I have some code which tries to extract all rows between two dates. In Dask I tried two solutions, firstly the obvious way, with t1
and t2
being numpy.datetime64
:
df[(df["date"] => t1) & df["date"] <= t2]
which works. I was wondering why using set_index
and then indexing didn’t work though :
df.set_index("date", sorted=True)
df.loc[t1:t2].compute()
This gives multiple exceptions :
KeyError: numpy.datetime64('2023-10-28T06:00:00.000000000')
numpy.exceptions.DTypePromotionError: The DType <class 'numpy.dtypes.DateTime64DType'> could not be promoted by <class 'numpy.dtypes.Int32DType'>. This means that no common DType exists for the given inputs. For example they cannot
be stored in a single array unless the dtype is `object`. The full list of DTypes is: (<class 'numpy.dtypes.DateTime64DType'>, <class 'numpy.dtypes.Int32DType'>)
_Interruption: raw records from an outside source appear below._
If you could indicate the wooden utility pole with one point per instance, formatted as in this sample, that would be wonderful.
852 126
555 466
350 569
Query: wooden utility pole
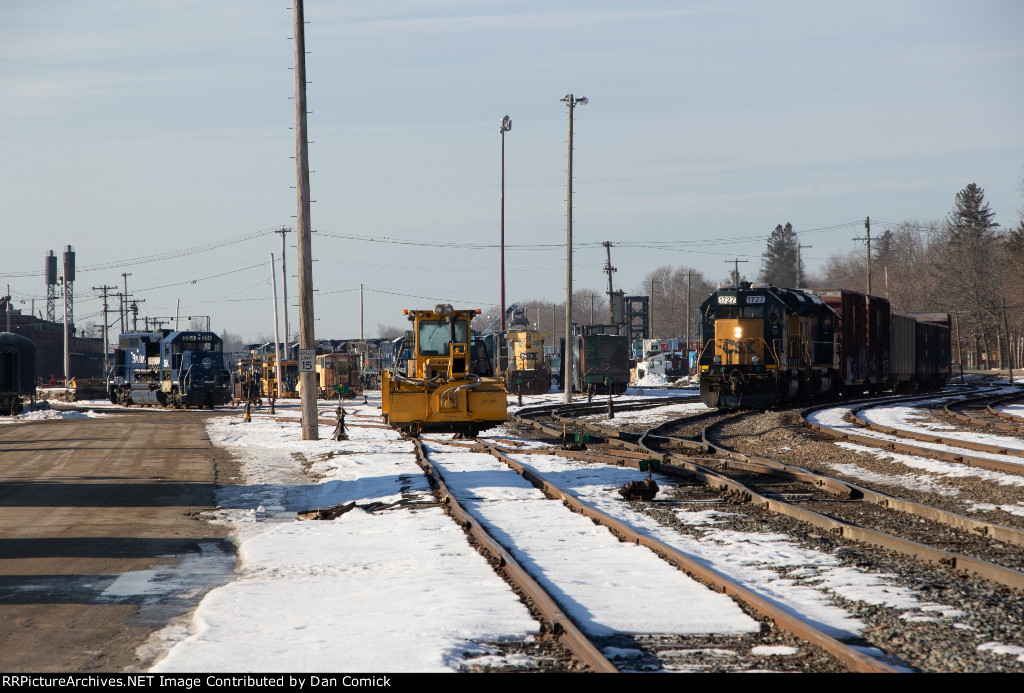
609 269
867 237
735 271
687 349
284 278
1006 332
276 339
571 101
104 289
799 277
306 338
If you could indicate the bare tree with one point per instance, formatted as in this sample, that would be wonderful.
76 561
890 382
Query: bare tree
389 332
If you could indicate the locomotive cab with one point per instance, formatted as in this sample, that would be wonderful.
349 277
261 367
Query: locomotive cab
764 344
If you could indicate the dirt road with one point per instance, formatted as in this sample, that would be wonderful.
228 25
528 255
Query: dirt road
100 538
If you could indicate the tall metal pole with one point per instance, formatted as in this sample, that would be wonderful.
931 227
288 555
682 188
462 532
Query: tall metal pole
506 126
306 338
571 101
276 335
64 282
609 269
687 349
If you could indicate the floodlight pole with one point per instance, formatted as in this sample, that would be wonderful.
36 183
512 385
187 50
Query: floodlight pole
571 101
505 127
305 264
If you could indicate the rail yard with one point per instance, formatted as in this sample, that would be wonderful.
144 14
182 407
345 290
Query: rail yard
881 535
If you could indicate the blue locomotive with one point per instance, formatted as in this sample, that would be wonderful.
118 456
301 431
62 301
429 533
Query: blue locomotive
169 369
17 373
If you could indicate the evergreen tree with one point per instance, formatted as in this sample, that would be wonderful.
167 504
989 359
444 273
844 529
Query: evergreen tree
971 221
778 265
1015 244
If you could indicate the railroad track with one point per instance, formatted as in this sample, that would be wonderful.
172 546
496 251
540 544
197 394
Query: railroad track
1004 453
788 490
655 646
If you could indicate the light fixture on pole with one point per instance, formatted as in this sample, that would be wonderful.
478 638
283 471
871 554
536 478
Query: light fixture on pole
571 101
506 126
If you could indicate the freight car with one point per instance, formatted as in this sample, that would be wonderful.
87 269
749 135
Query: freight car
338 371
763 345
17 373
169 369
602 359
439 392
528 372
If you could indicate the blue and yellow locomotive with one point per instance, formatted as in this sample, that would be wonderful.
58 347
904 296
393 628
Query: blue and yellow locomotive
169 369
764 344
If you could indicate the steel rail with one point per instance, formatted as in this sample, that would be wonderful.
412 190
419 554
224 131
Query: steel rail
558 623
963 564
854 659
1006 422
909 448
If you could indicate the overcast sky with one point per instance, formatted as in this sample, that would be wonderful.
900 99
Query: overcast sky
133 130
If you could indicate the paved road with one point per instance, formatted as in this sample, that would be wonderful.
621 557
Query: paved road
100 539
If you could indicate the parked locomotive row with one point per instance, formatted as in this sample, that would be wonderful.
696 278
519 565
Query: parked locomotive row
760 345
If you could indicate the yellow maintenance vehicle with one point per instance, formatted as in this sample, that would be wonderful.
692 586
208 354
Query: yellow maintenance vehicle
439 392
528 371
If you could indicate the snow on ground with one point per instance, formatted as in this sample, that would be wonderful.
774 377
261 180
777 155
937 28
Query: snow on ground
931 480
604 585
798 579
391 591
909 419
649 417
400 590
50 415
833 418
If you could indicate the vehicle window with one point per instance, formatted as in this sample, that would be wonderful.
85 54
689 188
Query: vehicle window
434 336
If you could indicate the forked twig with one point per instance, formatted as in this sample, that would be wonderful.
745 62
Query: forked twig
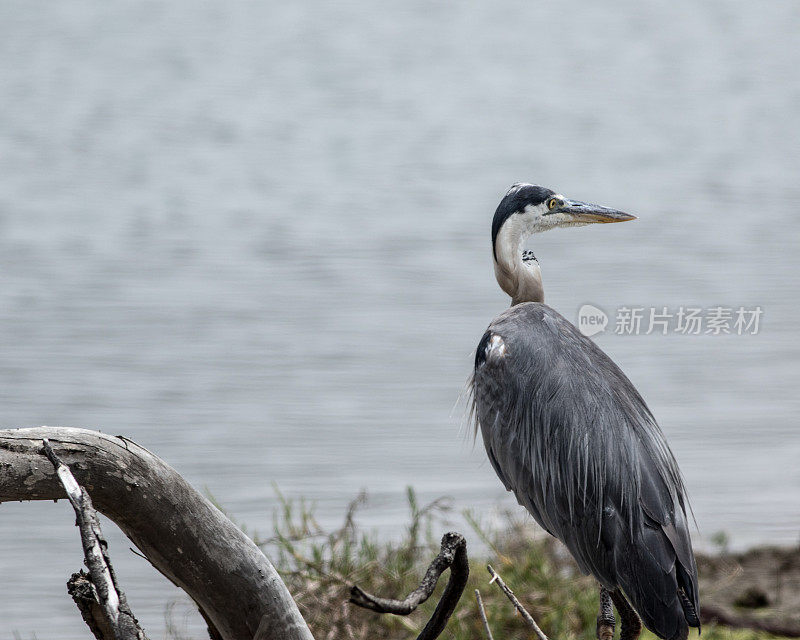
453 555
510 595
482 611
102 603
numpy.core._exceptions.UFuncTypeError: ufunc 'greater' did not contain a loop with signature matching types (<class 'numpy.dtypes.DateTime64DType'>, <class 'numpy.dtypes.Int32DType'>) -> None
I tried wrapping with to_datetime()
from pandas and dask with no luck. Is this a type error or am I misusing the set_index
interface?